Annie,
no, the drogue was towed from the stern, or from the lee mooring bit to be more precise. I never left the cockpit after dropping the lines in our berth. I have fitted that drogue with a permanent line, only about 4-5m long, and with a big bowline loop at its end.
As we motored out of the inner harbour, I slipped the bowline over that port stern bit, so when we were out in open water, I just put the engine in free and tossed the little parachute over the side. With the line pulled out, the parachute opened instantly. Without a drogue, Ingeborg (just as Johanna) would coast forever, but now we were slowed down to drogue speed in a couple of boat lengths. The GPS showed that we stayed below 0.5kts (0.1-0.3 mostly). Best of all, when the sail had been hauled up, the parrels trimmed and the halyard stowed in its bag, we had still just covered a fraction of the bay. The little forward motion was still enough for Ingeborg to maintain a beam to close reach with the tiller locked a bit to leeward (as on that photo).
A bonus was that I only needed the smallest parachute for this particular job. At a square section of only 0.125sqm, it is not more than 1.5 times the area of a big bucket.
I made one of that parachute’s six sections from a different colour to see if the thing rotated under load. However, it stayed so deep and I was too busy at the halyard, so I never noticed. Still, it cannot have spun fast, at least, for when I recovered it after raising the sail, there was no sign of twist on the line.
Halyard hauler! Thanks, Annie, I wondered what to call that thing.

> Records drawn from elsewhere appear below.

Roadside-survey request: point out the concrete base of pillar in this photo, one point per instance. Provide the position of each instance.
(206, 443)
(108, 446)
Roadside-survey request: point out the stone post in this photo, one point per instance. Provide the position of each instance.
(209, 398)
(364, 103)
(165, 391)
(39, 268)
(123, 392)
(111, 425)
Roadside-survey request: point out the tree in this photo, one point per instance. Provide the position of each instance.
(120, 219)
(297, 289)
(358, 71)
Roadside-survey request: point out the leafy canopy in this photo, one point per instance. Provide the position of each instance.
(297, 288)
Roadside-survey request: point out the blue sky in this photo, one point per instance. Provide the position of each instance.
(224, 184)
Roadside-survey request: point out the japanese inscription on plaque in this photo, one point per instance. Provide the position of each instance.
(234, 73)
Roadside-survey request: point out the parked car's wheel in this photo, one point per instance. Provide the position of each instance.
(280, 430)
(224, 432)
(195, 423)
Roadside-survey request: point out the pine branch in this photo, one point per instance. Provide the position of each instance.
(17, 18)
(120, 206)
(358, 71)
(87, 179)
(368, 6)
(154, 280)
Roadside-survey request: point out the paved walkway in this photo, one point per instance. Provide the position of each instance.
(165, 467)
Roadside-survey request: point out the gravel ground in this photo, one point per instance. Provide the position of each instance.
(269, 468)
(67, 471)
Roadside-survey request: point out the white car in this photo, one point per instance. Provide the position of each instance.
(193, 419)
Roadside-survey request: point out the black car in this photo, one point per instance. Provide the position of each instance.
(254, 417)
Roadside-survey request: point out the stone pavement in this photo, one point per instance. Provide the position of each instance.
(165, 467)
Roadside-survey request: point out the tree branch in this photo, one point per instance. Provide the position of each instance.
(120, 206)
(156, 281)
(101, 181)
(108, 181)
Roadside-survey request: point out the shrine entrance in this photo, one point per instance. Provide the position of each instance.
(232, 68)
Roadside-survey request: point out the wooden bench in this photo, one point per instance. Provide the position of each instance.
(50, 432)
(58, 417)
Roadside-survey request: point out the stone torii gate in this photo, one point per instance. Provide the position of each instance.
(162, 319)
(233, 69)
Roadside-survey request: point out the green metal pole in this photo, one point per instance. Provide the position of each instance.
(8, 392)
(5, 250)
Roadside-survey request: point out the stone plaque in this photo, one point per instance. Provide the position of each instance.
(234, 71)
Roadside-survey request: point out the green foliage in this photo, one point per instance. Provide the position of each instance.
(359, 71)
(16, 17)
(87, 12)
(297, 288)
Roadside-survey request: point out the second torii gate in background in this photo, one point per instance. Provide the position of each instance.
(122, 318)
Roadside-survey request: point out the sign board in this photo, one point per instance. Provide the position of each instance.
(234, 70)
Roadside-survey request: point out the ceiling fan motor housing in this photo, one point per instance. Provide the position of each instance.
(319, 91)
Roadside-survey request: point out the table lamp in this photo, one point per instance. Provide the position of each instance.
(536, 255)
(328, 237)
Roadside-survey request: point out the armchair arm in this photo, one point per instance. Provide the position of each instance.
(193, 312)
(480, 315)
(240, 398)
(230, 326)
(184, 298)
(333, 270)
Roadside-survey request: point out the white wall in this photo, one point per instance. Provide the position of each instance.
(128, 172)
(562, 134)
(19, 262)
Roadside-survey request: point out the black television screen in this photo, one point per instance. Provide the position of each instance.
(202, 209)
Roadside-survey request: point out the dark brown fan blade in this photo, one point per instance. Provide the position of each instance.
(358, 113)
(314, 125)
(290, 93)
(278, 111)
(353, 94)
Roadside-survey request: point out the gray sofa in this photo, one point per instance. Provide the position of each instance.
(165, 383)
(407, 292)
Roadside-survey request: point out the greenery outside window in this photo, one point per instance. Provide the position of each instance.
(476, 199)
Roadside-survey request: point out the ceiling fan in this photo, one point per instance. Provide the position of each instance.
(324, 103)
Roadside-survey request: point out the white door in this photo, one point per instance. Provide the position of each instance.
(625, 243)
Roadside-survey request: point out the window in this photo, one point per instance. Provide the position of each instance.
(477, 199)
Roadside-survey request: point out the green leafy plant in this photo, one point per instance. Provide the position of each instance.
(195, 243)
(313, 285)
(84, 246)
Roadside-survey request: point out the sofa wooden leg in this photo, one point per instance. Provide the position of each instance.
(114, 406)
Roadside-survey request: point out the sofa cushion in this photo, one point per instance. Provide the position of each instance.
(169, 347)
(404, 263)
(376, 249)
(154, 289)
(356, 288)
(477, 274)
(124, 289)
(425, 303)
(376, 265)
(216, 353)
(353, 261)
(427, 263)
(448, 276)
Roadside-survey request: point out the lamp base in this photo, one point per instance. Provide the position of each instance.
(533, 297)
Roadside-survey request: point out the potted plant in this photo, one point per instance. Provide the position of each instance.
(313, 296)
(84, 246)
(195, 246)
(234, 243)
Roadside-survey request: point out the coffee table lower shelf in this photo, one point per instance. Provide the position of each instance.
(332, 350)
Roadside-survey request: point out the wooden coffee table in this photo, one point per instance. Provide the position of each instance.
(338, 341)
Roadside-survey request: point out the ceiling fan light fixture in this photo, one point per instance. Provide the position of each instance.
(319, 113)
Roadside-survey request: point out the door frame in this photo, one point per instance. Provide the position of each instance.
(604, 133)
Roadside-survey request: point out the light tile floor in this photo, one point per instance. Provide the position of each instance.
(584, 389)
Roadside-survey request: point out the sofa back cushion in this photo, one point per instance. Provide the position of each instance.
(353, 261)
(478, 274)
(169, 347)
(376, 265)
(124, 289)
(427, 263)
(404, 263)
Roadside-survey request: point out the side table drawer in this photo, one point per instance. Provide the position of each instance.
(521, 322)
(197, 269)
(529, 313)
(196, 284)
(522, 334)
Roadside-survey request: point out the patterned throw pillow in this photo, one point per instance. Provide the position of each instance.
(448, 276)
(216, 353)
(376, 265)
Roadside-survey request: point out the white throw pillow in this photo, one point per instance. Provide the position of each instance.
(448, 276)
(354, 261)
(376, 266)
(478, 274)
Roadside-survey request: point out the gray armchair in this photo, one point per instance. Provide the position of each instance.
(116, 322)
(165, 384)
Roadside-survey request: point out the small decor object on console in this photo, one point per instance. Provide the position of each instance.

No, my hands are not big. On earlier boats, I used ropes with multifilament in the outer layer, as that was so easy to grip. However, I also found that they were worn rather fast, so changed to monofilament ropes, which have proved to be much tougher and which also seem to run more easily through blocks. On the small boats, Broremann and Frøken Sørensen, it was still easy enough to haul, but on Johanna (48sqm) and Ingeborg (35sqm), I found it annoying, even with gloves. I still have the electric winch handle from Winchrite, which works perfectly well, but I like the idea of being able to raise the sail by hand, at least now and then.